Getting the Knowledge Out
How do you know — anything? Chemicals and electrical impulses splash around in the brain, and voila: we understand the meaning of life, the universe and everything. We have looked at how synapses connect neurons, and how taxonomical and other associations connect concepts, but is it even possible for a computer to understand the complex meaning of relationships between information objects: to know something?
The clever ways we have devised in the information age for delivering knowledge to users are largely based on the patterns of words, books and drawings, all of which have been around for years (thousands). While audio and video recordings are important advances, they are really nothing more than a new encoding for words and sequences of images. The papyrus and parchment delivered exactly the same amount of meaning, at a lower volume/velocity, as web pages, e-books and digital content management systems.
While the accessibility of arbitrary quantities of information has skyrocketed, the amount of effort needed to understand it (derive meaning), specifically chemicals and electrical impulses splashing around in the brain, hasn’t changed much with the advent of computers.
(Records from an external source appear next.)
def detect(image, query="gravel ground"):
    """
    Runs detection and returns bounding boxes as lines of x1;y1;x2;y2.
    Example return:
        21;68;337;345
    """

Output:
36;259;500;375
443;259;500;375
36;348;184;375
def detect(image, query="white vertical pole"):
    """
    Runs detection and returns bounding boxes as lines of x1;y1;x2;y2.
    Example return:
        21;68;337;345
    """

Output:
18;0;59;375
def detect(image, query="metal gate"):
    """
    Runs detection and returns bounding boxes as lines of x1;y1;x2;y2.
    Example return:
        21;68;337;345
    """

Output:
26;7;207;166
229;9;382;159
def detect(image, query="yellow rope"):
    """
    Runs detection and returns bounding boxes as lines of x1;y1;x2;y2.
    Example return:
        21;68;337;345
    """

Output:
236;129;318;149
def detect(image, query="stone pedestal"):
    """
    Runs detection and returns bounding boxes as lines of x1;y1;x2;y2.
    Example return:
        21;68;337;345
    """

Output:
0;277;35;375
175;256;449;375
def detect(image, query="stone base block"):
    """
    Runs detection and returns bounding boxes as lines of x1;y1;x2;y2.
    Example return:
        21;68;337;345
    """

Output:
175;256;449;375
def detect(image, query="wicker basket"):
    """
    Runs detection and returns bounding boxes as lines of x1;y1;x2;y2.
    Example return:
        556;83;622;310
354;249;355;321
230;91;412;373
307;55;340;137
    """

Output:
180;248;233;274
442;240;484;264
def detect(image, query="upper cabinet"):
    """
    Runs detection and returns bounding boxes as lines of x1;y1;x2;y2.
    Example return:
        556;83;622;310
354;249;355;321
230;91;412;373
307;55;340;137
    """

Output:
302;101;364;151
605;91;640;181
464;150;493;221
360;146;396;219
Translating lists of numbers to visualizations does reduce the brain power required to interpret statistics, and is important in society and business. But computers are capable of much more when bits and bytes are converted into meaningful and actionable knowledge.
Meaning in the Model
Many technical people do not understand the meaning of “meaning”, “semantics”, nor “models“. This disheartens a semantic model bigot such as I. But I know how scary semantics, Natural Language Processing, AI and cognitive computing can be. We have frankly seen years of failures and disappointments in “semantics” projects and technologies in enterprise settings, but new tools for modeling meaning are appearing on the horizon. There are several commercial products that help designers and architects map the structure of objects and their associations, and use these maps to deliver “actionable” knowledge, the core component of which is contextualized meaning. These products do that by providing structure and consumability to meaning, which is, by the way, the only path to actionable knowledge. I’ll explain more about consumability in my next post.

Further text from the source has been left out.